First part of the course: H. Haken, H.C. Wolf, Atomic and Quantum Physics. B.H.Brandsen, C.J. Joachain, Physics of atoms and molecules" (Prentice Hall). Second Parte: S. Simon, The Oxford Solid State Basics (Oxford University Press). Supplementary reading: C. Kittel, Introduction to Solid State Physics (Wiley). N. Ashcroft, D. Mermin, Solid-State Physics (Harcourt).

First Part.
After the introduction to the foundational experiments of atomic and molecular physics, the periodic table of elements and the first models for the hydrogen atom, we will structure a formalism for atomic and molecular physics as follows. We will review some concepts in quantum mechanics, in one-dimensional systems, the harmonic oscillator and its coherent states, the angular momentum operator and the spherical harmonics. The SPIN operators and the total angular momentum operator will be discussed and will be used for the construction of eigenfunctions of the energy eigenstates of the hydrogen atom. We will discuss the fine and hyperfine structure of the hydrogen atomic energy levels by perturbatively introducing relativistic corrections (spin orbit). We will discuss the interaction between an electric field and single-electron atoms, absorption and emission, and selection rules. The quantization of the electromagnetic field and the shift of Lamb.
We will recall the concept of indistinguishable particles in quantum mechanics to derive the statistical properties of fermions and bosons, and then derive the eigen-estates of 2-electron atoms in the limit of independent particles described using the spin wave functions for two electrons and the singlet and triplet spatial wavefunction. We will introduce interacting particles and the concept of screening which will remove the degeneracy of the energy eigentstes through the exchange integral. We will introduce multi-electron atoms in central potential, the Slater determinant, the Pauli exclusion principle, the electron gas and Hartree Fock method, LS and JJ coupling for angular moments and terms notation.
We will further introduce basic concepts in molecular physics treating diatomic molecules. We will explicitly calculate the stability and the energy eigenstate of molecular ion H2+ and neutral H2. We will introduce bonding and anti-bonding orbitals and the Born-Hoppenheimer approximation. We will review the origin of the chemical bond, ionic bond and covalent, for diatomic molecules. We will perform representative calculation using the LCAO method for atomic orbitals and calculate vibrational excitations in diatomic systems.

Second Part.
Crystal structure: crystal lattices, primitive cell, and reciprocal lattice.
Diffraction of X-rays, electrons, and neutrons: diffraction conditions, Bragg’s law, and relationships with the crystal structure.
Bonding in crystalline solids: main types of bonding (ionic, covalent, metallic, van der Waals) and their impact on material properties.
Lattice vibrations: phonons, phonon density of states, and their role in the thermal properties of solids (specific heat, thermal conductivity).
The Drude model for electrical conduction and electronic transport in metals.
Electrons in solids: free electron gas and behavior in the presence of periodic potentials. Bloch functions and the formation of electronic band structure. Tight-binding approach and nearly-free electrons approach.
Electronic properties of solids: electrical conductivity and thermal conductivity.
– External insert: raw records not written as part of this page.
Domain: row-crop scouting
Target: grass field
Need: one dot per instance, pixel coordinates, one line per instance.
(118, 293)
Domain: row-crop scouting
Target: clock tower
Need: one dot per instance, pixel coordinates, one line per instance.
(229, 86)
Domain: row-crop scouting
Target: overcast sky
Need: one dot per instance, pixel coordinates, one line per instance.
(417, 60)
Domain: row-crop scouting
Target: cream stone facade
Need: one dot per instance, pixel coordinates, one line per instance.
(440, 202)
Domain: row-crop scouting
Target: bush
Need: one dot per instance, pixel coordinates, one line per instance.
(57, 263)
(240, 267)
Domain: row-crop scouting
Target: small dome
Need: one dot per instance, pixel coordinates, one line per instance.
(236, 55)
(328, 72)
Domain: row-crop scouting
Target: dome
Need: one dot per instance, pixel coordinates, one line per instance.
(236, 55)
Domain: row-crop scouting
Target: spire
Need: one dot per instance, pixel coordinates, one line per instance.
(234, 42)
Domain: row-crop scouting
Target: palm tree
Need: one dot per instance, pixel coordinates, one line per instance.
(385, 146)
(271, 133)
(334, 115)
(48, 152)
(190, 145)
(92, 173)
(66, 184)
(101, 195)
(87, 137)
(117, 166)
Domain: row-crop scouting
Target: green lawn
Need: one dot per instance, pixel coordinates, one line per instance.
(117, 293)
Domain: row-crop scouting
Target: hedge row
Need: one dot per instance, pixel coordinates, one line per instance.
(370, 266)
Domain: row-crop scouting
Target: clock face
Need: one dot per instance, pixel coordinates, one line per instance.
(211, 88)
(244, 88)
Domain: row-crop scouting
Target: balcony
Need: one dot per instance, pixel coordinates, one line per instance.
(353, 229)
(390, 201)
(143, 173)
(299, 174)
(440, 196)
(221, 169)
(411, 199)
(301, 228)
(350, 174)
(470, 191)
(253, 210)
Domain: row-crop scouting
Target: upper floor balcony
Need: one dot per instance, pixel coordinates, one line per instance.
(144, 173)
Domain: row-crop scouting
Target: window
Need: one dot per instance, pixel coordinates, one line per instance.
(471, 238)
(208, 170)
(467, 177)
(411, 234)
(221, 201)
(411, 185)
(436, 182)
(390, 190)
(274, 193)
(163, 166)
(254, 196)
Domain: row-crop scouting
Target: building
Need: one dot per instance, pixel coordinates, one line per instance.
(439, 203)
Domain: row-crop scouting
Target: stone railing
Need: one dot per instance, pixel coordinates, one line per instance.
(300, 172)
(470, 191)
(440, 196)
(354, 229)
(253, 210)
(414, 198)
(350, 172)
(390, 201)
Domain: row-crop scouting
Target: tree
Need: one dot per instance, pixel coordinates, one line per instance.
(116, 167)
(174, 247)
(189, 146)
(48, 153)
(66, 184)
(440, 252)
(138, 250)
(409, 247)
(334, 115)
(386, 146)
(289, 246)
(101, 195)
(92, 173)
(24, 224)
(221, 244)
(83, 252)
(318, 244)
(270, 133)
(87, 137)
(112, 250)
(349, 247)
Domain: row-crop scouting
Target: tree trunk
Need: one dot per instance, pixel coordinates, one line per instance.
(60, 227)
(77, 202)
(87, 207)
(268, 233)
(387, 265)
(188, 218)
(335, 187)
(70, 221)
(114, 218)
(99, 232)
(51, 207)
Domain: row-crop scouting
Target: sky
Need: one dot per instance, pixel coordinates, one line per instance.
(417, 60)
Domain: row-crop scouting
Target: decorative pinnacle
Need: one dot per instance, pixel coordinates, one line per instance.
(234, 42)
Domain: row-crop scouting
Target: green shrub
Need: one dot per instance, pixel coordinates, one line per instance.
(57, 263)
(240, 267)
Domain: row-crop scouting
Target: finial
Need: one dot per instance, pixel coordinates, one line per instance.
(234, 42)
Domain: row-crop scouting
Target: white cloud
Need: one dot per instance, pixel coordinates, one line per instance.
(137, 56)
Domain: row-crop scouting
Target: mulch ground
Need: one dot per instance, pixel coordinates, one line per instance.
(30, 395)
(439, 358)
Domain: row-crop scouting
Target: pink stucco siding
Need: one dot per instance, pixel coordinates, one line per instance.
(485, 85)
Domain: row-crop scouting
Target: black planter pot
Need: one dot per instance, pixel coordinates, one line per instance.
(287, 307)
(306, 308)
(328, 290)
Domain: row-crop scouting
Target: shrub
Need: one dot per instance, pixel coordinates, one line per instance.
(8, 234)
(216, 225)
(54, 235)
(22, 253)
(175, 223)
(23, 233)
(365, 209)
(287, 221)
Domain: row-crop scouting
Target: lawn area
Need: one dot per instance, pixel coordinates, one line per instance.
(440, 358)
Lectures on theoretical concepts alternated with problem-solving sessions aimed at reinforcing learning.

Final written exam consisting of numerical exercises and theoretical questions on the topics covered during the course, with a possible additional oral exam. Maximum duration: 2 hours and 30 minutes. The assessment procedures will be explained to students by the instructors during the presentation of the course in the first lecture. The final grade will be expressed on a scale of 30 points. A passing grade (18/30) will be awarded to students who demonstrate a basic understanding of the main topics of the course and of the relevant technical language, as well as a limited but adequate ability to apply theoretical knowledge to practical cases. The highest grade (30 with honours) will be awarded to students who demonstrate excellent knowledge of the topics, mastery of technical language, strong analytical skills, and the ability to successfully apply theoretical knowledge to practical situations.